This October has been jam-packed with horror offerings for genre fans. Following on the heels of Smile, Netflix cued up the latest Stephen King adaptation, Mr. Harrigan’s Phone, as well as two creepy mini-series, The Midnight Club and The Watcher. Over at Disney Plus, the Marvel Cinematic Universe detoured into horror with the one-off special, Werewolf By Night. We’ve also gotten a Hellraiser reboot, Deadstream, Terrifier 2, and the conclusion to the H40 trilogy, Halloween Ends. That’s a busy month – and it’s not over yet. Amidst this horror onslaught, Spanish-French indie thriller Piggy – a critical favourite at film festivals – has made its way to VOD platforms.
Sara, an overweight girl, has always struggled to fit in. So it’s no surprise when an afternoon swim at the local pool turns into an afternoon of torment. On her walk home, however, Sara watches in horror as a mysterious man attacks and abducts her tormenters. When the police question her later, Sara hesitates and, ultimately says nothing. Torn between wanting revenge and doing the right thing, Sara’s internal conflict slowly boils over into real world tragedy.
Piggy Feels Both Familiar and Refreshing as a Mix of Slasher, Revenge, and Coming-Of-Age Tale
Part slasher movie, part social outcast revenge thriller, and part coming-of-age, Piggy feels both familiar and refreshing. Like any social outcast thriller, writer and director Carlota Pereda uses the first act to introduce us to the socially awkward Sara. And Pereda shows us the exclusionary, brutal treatment Sara endures every day. Younger audiences may be shocked by the cruelty on screen, but Piggy plays out very much like the social thrillers of the 70s and 80s. Pereda’s sun-soaked backdrop visually distinguishes her film. Moreover, there’s a nicely quirky relationship between Sara and her family that maybe grounds this thriller more than older examples. This more grounded atmosphere also makes Sara’s pain and loneliness hit a little harder.
Though it’s initially effective, Piggy admittedly drags a bit in its second act. Still Pereda ratchets things up to nearly unbearable heights in a tense, gore-soaked finale.

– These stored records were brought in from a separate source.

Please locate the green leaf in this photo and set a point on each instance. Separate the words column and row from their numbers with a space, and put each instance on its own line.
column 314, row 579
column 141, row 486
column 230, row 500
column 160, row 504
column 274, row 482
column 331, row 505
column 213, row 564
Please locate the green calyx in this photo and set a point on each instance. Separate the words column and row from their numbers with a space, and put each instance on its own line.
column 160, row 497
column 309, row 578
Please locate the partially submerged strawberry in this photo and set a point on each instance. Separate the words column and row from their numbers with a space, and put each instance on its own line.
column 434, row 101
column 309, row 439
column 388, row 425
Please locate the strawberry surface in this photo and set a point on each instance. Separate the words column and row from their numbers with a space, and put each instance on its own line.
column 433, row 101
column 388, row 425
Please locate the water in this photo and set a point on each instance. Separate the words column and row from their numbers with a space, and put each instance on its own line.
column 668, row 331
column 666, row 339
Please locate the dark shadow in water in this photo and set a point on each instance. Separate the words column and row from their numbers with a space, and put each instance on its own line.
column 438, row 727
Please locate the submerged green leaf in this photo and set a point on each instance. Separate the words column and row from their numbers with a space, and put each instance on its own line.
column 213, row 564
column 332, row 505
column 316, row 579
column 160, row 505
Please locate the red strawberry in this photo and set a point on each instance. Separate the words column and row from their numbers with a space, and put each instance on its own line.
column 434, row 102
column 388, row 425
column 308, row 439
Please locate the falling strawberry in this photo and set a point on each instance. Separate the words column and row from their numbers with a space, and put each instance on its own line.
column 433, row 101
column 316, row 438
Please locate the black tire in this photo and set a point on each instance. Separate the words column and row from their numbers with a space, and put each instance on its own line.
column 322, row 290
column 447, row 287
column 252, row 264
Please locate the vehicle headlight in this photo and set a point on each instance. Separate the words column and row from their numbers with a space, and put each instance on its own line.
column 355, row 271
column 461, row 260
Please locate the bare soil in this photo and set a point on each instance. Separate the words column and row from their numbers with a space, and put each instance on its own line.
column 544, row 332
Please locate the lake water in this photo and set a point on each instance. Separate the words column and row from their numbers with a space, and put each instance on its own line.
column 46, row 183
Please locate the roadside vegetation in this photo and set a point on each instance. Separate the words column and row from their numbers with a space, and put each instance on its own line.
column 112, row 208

There’s little of the movie’s promised gore or overt horror in the first act. Much of Piggy’s discomfort emerges from the bullies’ treatment of Sara. When our silent, hulking killer emerges from the public pool, the mystery around him – and a disturbing image beneath the water – feel subtly unnerving. After establishing the thriller’s moral dilemma, Pereda slows things down to explore Sara’s turmoil as she’s tugged by guilt, her mother, and the townspeople. Though it’s initially effective, Piggy admittedly drags a bit in its second act. Still Pereda ratchets things up to nearly unbearable heights in a tense, gore-soaked finale. Perhaps some audiences may find the ‘revenge’ aspect of Piggy somewhat underwhelming. Yet it’s also a more subversive take that’s more in keeping with Pereda’s story.
Piggy Finds Laura Galan Putting a Human Face On Bullying
In addition to Pereda’s apt grasp of the genres, Laura Galan’s performance as the lonely ‘Sara’ is a remarkably good one. On one hand, Piggy boasts a premise that at once distinguishes it from other straightforward revenge thrillers. But it also threatens to pull the thriller into increasingly unbelievable territory. It’s Galan’s embodiment of probably how every bullied teen feels that makes her reluctance to tell the police what she’s seen more plausible. That is, Galan drives home both the sense of desperation to fit in alongside a buried rage at her mistreatment. All of these elements are mixed in with a natural adolescent awkwardness resulted in a layered performance.
…Laura Galan’s performance as the lonely ‘Sara’ is a remarkably good one.
Expectations of revenge thrillers dictate that the oppressors get a brutal comeuppance. How Piggy unfolds may divide some audiences. Ultimately, it’s Pereda’s decision to subvert these expectations that elevate Piggy above more generic revenge thrillers. And it’s in this respect, where the movie leans into something of a ‘coming-of-tale’ wherein Sara breaks free of her fears and doubts, and inevitably fights for herself. If it’s not quite what audiences expect, it proves to be cathartic and emotionally satisfying. This is a more thematically-rich revenge thriller better-suited for this era.
Piggy Overcomes a Slow Middle Act to Mostly Satisfy
After an emotionally challenging first third, Piggy loses some its momentum before ending on an a poignant note. Even if its middle act loses a bit of tension, Laura Galán’s performance ensures you’re always invested in where the movie is going. If there’s any other shortcoming, Pereda doesn’t quite push its revenge premise as far as some viewers might hope. Whether that’s a positive or negative largely depends on expectations. Some may find Piggy’s detour away from the excesses of 70s and 80s revenge movies to be refreshingly subversive. Regardless this Spanish horror-thriller remains compelling from start to finish.